Cub Driver wrote
I wonder how much of flying's apparent dangers (and motorcycles' too?)
comes not from the vehicle but from the driver?
Most of it.
As a driver, you get a discount for being older, female, and married.
The highest rates are paid by young unmarried men, the lowest by
middle aged married women. There is no similar insurance dynamic at
play in airplanes. Nobody really cares about your age, sex, or
marital status. Why?
Driving is mandatory, flying is optional.
Unless you live in New York City, you have to drive. There isn't a
realistic choice. But you can choose when, how, and how much. You
can avoid high traffic areas. You can slow down. You can avoid
driving at night. In general, you can reduce your exposure by
reducing the utility of your car. The whole idea is anathema to a
young unmarried man. He will go where he wants to go, when he wants
to go there, and as fast as he can get there. A middle aged married
woman will delay her trip, take longer, go elsewhere if possible, and
just not go if she can. She is most likely far less skilled as a
driver than the young unmarried male, but she is safer.
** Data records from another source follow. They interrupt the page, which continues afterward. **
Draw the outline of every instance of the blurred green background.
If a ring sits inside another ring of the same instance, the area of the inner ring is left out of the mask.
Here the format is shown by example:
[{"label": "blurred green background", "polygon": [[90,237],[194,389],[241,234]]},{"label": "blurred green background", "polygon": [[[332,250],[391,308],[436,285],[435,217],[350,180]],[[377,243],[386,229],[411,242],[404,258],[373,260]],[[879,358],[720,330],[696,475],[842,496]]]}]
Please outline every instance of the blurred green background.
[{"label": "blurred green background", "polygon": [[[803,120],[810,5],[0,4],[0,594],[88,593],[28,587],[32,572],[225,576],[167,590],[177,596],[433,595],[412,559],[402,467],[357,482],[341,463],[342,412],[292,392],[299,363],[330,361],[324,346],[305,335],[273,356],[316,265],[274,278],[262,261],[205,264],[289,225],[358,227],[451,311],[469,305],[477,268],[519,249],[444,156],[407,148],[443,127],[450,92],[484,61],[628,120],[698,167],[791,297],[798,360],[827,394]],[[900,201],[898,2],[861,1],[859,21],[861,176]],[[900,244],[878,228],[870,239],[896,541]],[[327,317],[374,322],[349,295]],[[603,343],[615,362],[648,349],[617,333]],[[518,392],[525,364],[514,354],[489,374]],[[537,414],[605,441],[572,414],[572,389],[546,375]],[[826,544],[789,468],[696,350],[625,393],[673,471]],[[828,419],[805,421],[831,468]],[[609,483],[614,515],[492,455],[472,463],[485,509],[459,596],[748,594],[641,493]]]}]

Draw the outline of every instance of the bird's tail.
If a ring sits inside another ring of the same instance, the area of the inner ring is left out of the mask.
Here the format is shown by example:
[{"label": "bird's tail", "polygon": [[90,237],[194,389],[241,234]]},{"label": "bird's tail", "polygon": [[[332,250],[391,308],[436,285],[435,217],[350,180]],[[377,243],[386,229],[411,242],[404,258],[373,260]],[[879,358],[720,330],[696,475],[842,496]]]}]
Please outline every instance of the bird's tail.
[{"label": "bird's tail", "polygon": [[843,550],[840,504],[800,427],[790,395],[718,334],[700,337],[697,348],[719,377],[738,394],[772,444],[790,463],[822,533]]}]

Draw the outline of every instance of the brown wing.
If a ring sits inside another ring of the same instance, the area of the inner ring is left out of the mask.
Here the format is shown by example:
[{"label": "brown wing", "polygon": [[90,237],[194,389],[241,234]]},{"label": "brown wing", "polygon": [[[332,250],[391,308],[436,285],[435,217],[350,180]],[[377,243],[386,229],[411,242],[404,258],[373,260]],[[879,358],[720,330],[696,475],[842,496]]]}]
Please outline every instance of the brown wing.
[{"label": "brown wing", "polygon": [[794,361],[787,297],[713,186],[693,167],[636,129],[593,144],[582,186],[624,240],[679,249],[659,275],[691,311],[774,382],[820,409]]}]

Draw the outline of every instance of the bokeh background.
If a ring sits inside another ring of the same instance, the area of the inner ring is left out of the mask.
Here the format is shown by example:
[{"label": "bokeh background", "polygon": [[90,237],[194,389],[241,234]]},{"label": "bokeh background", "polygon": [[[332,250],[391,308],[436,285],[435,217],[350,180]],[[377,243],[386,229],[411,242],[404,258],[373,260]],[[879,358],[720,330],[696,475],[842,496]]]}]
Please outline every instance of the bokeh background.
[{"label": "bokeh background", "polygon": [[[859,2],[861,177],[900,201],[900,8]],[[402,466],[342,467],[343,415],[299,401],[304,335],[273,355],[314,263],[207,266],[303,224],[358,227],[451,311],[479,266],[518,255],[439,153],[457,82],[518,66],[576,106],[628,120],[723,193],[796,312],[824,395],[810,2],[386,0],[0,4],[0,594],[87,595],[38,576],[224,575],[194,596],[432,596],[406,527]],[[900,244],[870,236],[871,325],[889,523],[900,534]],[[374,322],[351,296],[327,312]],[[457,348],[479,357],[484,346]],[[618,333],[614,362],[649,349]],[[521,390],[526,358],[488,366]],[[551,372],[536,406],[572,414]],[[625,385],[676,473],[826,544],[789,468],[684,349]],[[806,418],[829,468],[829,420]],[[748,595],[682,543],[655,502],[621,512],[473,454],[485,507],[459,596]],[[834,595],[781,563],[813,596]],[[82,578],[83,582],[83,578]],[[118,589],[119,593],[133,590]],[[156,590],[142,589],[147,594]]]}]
She drives
only when necessary, and then in the safest way possible.
Of course there are exceptions - there are cautious young unmarried
men and middle aged married women who seek adventure on the open road,
but they are just that - exceptions.
Flying is completely different. It's optional. There are a very few
people who have a valid need to fly, but that doesn't include most of
us. We fly because we want to fly. For that reason, there are no
safe private pilots.
Yes, I am absolutely serious. There are no safe private pilots.
They've all quit. Every private pilot still flying has made the
decision, consciously or unconsciously, that the fun and possible
marginal utility of flying is worth the increased risk of serious
injury and even death, not only for himself but for his passengers.
Every trip the typical private pilot makes in an airplane could have
been more safely made by car or commercial carrier - and generally
cheaper and more reliably as well.
Why doesn't your insurance company care about your great judgment and
commitment to safety? Because it's all a bunch of crap. If you were
really committed to safety, you would have already quit. That's why
there is no discount for age, marital status, or sex. Because that
'discount' is realized by not needing aviation insurance because you
don't fly.
So what do insurance companies care about? Why, the one thing you can
do to improve your odds without quitting - improving your skill and
knowledge. Both tend to accumulate with experience, so every insurer
cares about experience. Both also tend to accumulate with training
(initial and recurrent) so most insurers also care about that. The
more relevant the skill and knowledge the better, so insurers care
about time in category, class, and make/model. Skill rots, so recent
experience also counts.
Skill and knowledge don't make you safe - nothing will - but they do
make you safer. If you want safety, put your airplane in the hangar.
It's safe there. But that's not what airplanes are for.